2019 sollen dann ja viele neue Speichertechnologien wie DDR5, GDDR6 und HBM3 auf den Markt kommen.


----------



## Seabound (22. August 2016)

Es wird endlich Staubsaugerroboter geben, die nicht an jedem Stuhlgang hängen bleiben.


----------



## turbosnake (22. August 2016)

Es gibt keine dGPUs mehr.
Der VR Hype ist vorbei, nachdem er Sony, Facebook, HTC und Valve in die Pleite geführt hat
4k hat sich so langsam als Standard durchgesetzt
MS ist dabei in der Bedeutungslosigkeit zu verschwinden
Intel baut immer noch nur 4 Kerner für Consumer


----------



## Two-Face (22. August 2016)

Immernoch kein Half-Life 3

Ne ernsthaft, wahrscheinlich 4k so langsam in deutschen Wohnzimmern aber immernoch kein Breitbandausbau.


----------



## Quppi (23. August 2016)

Leute ich bitte euch einigermaßen realistische Vorschläge zu machen.
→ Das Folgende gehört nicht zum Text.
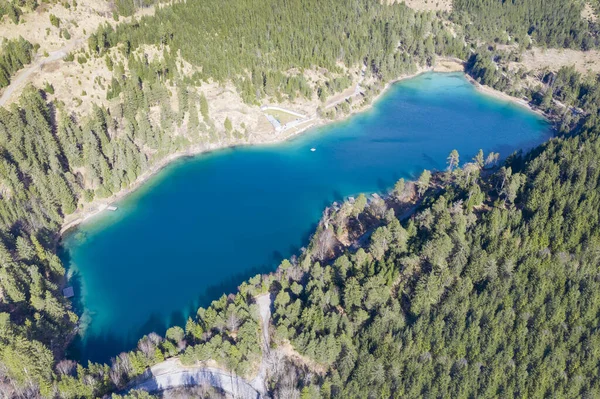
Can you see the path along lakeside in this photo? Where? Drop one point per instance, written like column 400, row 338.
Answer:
column 443, row 66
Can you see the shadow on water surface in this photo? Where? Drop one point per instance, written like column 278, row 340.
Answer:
column 106, row 345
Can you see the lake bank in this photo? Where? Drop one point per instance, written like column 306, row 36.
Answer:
column 97, row 206
column 202, row 226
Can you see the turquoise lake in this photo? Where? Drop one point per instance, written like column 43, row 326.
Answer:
column 203, row 225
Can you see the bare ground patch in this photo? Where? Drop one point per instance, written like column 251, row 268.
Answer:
column 426, row 5
column 553, row 59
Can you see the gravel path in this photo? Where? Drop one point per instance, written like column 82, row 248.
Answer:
column 22, row 77
column 172, row 374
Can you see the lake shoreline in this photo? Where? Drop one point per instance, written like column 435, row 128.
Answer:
column 98, row 206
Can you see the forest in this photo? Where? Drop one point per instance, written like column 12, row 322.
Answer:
column 490, row 289
column 14, row 54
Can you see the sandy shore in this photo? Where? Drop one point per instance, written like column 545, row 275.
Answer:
column 489, row 91
column 444, row 66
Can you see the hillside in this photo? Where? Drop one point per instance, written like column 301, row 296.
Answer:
column 488, row 290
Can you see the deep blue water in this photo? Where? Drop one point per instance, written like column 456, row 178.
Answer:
column 203, row 225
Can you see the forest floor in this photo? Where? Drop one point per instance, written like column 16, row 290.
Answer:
column 172, row 374
column 219, row 97
column 426, row 5
column 73, row 83
column 538, row 59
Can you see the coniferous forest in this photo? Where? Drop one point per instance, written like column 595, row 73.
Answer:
column 491, row 288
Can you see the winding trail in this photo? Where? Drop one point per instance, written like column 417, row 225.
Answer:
column 172, row 374
column 22, row 77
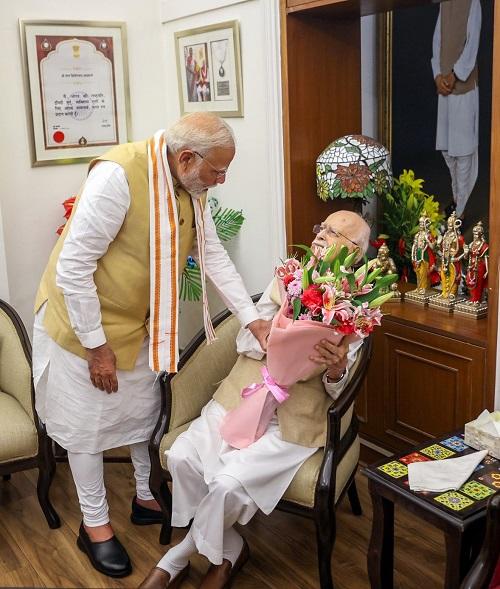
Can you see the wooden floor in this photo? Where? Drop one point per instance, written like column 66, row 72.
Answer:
column 282, row 546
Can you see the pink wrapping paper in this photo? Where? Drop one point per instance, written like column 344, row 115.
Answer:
column 289, row 346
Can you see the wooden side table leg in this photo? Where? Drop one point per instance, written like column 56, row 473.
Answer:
column 457, row 558
column 381, row 549
column 461, row 550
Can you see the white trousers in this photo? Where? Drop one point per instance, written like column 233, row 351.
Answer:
column 214, row 508
column 463, row 172
column 88, row 474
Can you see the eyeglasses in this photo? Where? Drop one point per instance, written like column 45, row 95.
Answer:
column 219, row 173
column 333, row 232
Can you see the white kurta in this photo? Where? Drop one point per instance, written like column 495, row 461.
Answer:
column 458, row 114
column 266, row 467
column 78, row 416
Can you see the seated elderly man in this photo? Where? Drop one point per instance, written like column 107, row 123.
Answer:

Immerhin soll es auch in 3 Jahren noch lustig sein, wenn man den Thread wieder aus der Versenkung hervorkramt und ein paar Ideen liest, die so gekommen oder doch ganz anders geworden sind.


----------



## JoM79 (23. August 2016)

32GB RAM und 16GB VRAM sind Standard.
Die iGPUs sind 5mal, die dGPUs 3mal und die CPUs doppelt so schnell wie Heute.
Es gibt endlich OLED Monitore mit 8K, 240HZ und HDR für unter 1000€.
Beim Sound hat sich, wie die letzten Jahren auch, nichts getan.
CoD Primal Warfare erscheint und braucht 150GB HDD, 64GB RAM, 32GB VRAM und läuft selbst auf Highend Systemen nur mit 45fps.
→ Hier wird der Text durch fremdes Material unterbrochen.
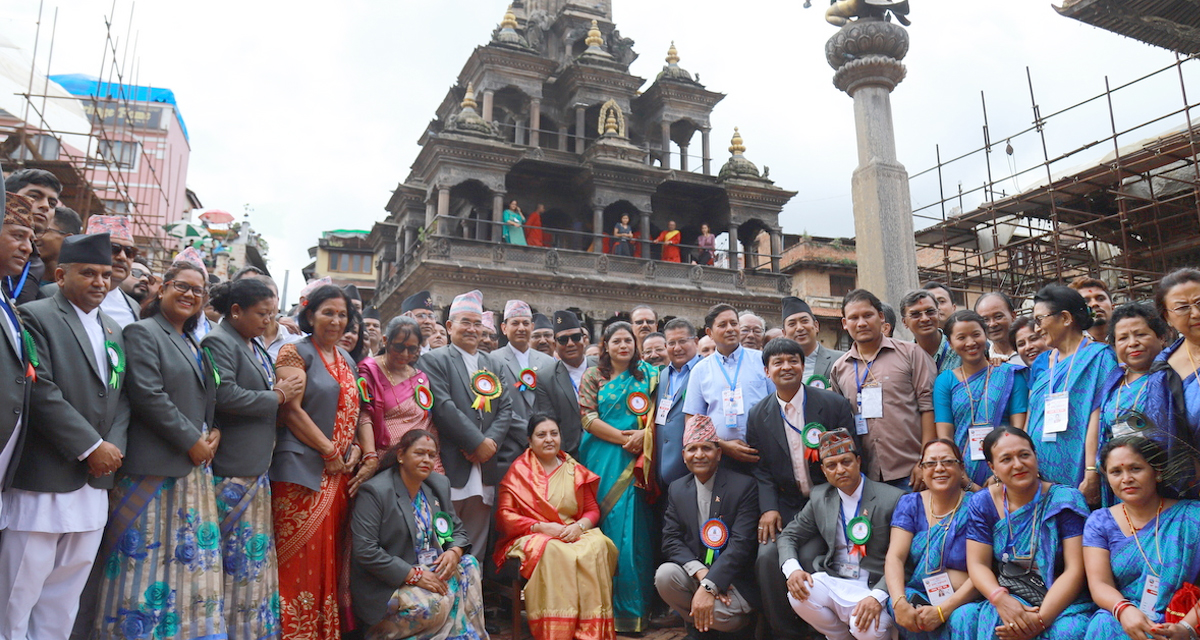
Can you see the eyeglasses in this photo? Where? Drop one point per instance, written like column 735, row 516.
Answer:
column 945, row 464
column 397, row 347
column 184, row 287
column 1186, row 309
column 925, row 313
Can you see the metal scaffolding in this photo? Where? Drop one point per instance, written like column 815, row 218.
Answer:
column 1125, row 217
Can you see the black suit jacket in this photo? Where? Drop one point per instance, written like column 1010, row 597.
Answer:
column 382, row 528
column 767, row 432
column 819, row 519
column 736, row 502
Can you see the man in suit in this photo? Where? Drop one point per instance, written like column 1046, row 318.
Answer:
column 708, row 539
column 801, row 324
column 787, row 470
column 682, row 353
column 472, row 428
column 845, row 596
column 58, row 506
column 16, row 235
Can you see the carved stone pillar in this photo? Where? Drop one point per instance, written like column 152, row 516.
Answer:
column 867, row 57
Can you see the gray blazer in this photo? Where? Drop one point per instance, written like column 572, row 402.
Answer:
column 72, row 405
column 820, row 518
column 13, row 398
column 383, row 530
column 246, row 405
column 294, row 461
column 173, row 398
column 463, row 429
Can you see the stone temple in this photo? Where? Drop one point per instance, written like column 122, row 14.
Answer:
column 547, row 113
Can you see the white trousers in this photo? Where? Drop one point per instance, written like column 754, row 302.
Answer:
column 41, row 579
column 832, row 618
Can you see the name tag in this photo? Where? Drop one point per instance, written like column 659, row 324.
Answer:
column 1057, row 413
column 660, row 417
column 939, row 588
column 871, row 400
column 977, row 434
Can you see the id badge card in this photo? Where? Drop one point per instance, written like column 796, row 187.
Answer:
column 977, row 434
column 871, row 398
column 1057, row 413
column 939, row 588
column 660, row 417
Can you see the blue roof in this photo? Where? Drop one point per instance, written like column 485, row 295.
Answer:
column 81, row 84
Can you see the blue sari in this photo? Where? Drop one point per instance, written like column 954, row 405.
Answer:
column 995, row 398
column 933, row 552
column 625, row 515
column 1174, row 557
column 1081, row 375
column 1057, row 506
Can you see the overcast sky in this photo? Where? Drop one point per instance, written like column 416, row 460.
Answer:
column 311, row 115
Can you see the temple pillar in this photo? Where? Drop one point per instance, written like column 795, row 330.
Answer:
column 534, row 123
column 580, row 135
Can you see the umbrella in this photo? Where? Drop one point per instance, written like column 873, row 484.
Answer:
column 216, row 216
column 185, row 229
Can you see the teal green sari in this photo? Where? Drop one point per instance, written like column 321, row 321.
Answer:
column 625, row 515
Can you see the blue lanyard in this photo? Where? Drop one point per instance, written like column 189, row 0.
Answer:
column 737, row 372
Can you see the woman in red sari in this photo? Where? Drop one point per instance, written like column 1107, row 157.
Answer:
column 546, row 513
column 311, row 470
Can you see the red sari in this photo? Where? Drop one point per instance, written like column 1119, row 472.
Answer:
column 311, row 531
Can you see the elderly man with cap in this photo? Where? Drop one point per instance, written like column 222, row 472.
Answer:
column 801, row 324
column 844, row 596
column 58, row 506
column 473, row 414
column 419, row 306
column 543, row 336
column 118, row 304
column 708, row 539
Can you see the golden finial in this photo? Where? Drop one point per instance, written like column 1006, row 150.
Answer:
column 468, row 101
column 594, row 37
column 672, row 54
column 736, row 145
column 510, row 19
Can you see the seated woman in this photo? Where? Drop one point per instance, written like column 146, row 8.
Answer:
column 546, row 513
column 411, row 575
column 1145, row 539
column 927, row 566
column 1032, row 531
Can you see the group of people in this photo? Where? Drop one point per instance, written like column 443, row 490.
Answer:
column 180, row 461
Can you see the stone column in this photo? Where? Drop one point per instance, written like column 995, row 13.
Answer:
column 598, row 228
column 580, row 133
column 534, row 123
column 489, row 101
column 497, row 216
column 867, row 57
column 733, row 246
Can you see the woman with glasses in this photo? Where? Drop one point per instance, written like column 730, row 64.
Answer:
column 1138, row 335
column 1065, row 399
column 927, row 563
column 976, row 396
column 615, row 401
column 318, row 448
column 397, row 394
column 1143, row 549
column 162, row 561
column 1025, row 549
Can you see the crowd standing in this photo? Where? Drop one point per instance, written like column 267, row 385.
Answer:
column 181, row 461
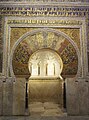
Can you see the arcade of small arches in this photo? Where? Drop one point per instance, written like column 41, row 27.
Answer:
column 46, row 57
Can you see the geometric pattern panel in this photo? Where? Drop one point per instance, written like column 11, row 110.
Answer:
column 47, row 40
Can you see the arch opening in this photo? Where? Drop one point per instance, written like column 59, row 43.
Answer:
column 51, row 42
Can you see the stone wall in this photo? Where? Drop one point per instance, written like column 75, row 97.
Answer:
column 77, row 96
column 19, row 96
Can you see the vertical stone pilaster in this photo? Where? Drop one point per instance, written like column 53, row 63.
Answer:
column 83, row 97
column 7, row 97
column 1, row 96
column 72, row 97
column 19, row 96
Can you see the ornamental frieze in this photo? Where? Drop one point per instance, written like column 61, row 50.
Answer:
column 46, row 22
column 39, row 10
column 46, row 0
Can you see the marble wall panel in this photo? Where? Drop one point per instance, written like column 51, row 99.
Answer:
column 19, row 97
column 1, row 96
column 72, row 97
column 83, row 97
column 7, row 97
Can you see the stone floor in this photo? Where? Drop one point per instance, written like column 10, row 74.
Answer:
column 45, row 109
column 44, row 118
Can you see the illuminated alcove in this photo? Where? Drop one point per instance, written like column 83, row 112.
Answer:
column 45, row 83
column 45, row 63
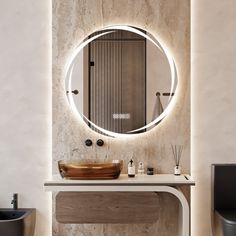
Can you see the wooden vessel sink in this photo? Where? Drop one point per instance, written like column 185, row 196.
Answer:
column 83, row 171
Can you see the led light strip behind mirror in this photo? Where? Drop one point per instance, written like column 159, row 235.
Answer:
column 69, row 71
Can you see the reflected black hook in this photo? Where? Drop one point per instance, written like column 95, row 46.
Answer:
column 75, row 92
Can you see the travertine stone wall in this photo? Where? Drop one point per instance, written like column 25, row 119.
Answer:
column 169, row 21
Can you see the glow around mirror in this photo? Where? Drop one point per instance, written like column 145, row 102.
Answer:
column 70, row 67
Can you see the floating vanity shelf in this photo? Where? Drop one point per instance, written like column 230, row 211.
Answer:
column 72, row 191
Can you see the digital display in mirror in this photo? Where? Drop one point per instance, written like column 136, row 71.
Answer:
column 121, row 80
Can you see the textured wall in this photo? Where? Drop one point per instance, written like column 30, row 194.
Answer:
column 25, row 101
column 169, row 21
column 213, row 100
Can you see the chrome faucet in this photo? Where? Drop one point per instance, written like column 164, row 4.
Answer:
column 14, row 201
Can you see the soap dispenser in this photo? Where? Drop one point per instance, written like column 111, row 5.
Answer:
column 131, row 168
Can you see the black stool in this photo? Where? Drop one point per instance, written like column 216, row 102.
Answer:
column 224, row 199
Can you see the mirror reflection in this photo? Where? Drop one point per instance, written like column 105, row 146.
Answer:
column 120, row 81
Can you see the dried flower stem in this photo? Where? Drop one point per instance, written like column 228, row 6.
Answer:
column 177, row 152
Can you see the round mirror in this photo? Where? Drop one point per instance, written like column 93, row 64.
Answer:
column 121, row 80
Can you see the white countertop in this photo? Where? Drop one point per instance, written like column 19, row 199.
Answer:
column 57, row 183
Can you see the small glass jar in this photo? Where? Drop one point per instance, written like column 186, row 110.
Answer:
column 150, row 171
column 177, row 170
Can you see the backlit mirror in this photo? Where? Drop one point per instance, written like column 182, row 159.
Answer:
column 121, row 80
Was aber auf jeden Fall eintritt, ist mein runder Gebrutstag.


----------



## Hardwell (23. August 2016)

Nach einem Atomschlag wurde die moderne Zivilisation ausgelöscht und es gibt keine Stromversorgung mehr.


----------



## Red-Hood (23. August 2016)

Serial Attached SCSI löst SATA auch bei Heimandwendern ab.
Netzteile mit mehr als 500 Watt werden nicht mehr verkauft.
VR wird sich problemlos durchsetzen und den Großteil des Spielemarktes ausmachen.
Hamsterräder im PC werden staatlich bezuschusst.


----------



## Orka45 (24. August 2016)

-3D-Xpoint ist verbreitet, jeder zweite im Forum hat eine SSD damit im Rechner. Die Geschwindikeiten der SSD liegen jenseits von gut und böse (memo an mich, aktuell ist ne Samsung 830 verbaut)
-HHDs werden nichtmehr in Consumer Kisten verbaut
-Rechner sind im leerlauf 100% geräuschlos, alles ist ab Werk Semi-Passiv geregelt
-8 Kerner sind endlich Standard
-12GB Vram ist empfohlen für Gaming in 4k
-VR Headsets gibts ab 300€, mindestens 5 verschiedene, Namenhafte Hersteller haben (brauchbare) Headsets im Angebot
-Vulkan kommt langsam in fahrt

-Der Diesel liegt bei 1,5€ pro Liter
-ich krakse immer noch mit DSL 3K rum

-edit: Das I-Phone hat wieder 3.5mm Klinke


----------



## Rotkaeppchen (24. August 2016)

Schönes Spiel also gut, Ende 2019 sieht es so aus:

- AMD CPU haben einen höheren Marktanteil als Intel  (ZEN, go, go, goooo )
- Achtkerner CPUs werden die Standard Spielerechner Empfehlung
- Grafikkarten bekommen eine eigene SSD
- Die VR-Brille hat sich durchgesetzt und ist mit zwei mal FullHD Bildschirmen für unter 200,-€ zu bekommen
- die ersten Autonomen Fahrzeuge sind in Testfahrt auf der Straße


----------



## Threshold (24. August 2016)

2019 sind meine Kinder ausm Haus und ich habe weniger Stress.


----------



## BlackAcetal (25. August 2016)

Ich hoffe, dass man in naher Zukunft, sein Bewusstsein auf einen Computer übertragen kann, welcher dann quasi das Gehirn emuliert und dass man dann in seiner simulierten Welz weiter leben kann 

Ich würde es nach meinem Tod machen...besser als sterben


----------



## bschicht86 (25. August 2016)

Hmm.. 2019... Nichts wird mehr so sein wie es war.


----------



## the_leon (26. August 2016)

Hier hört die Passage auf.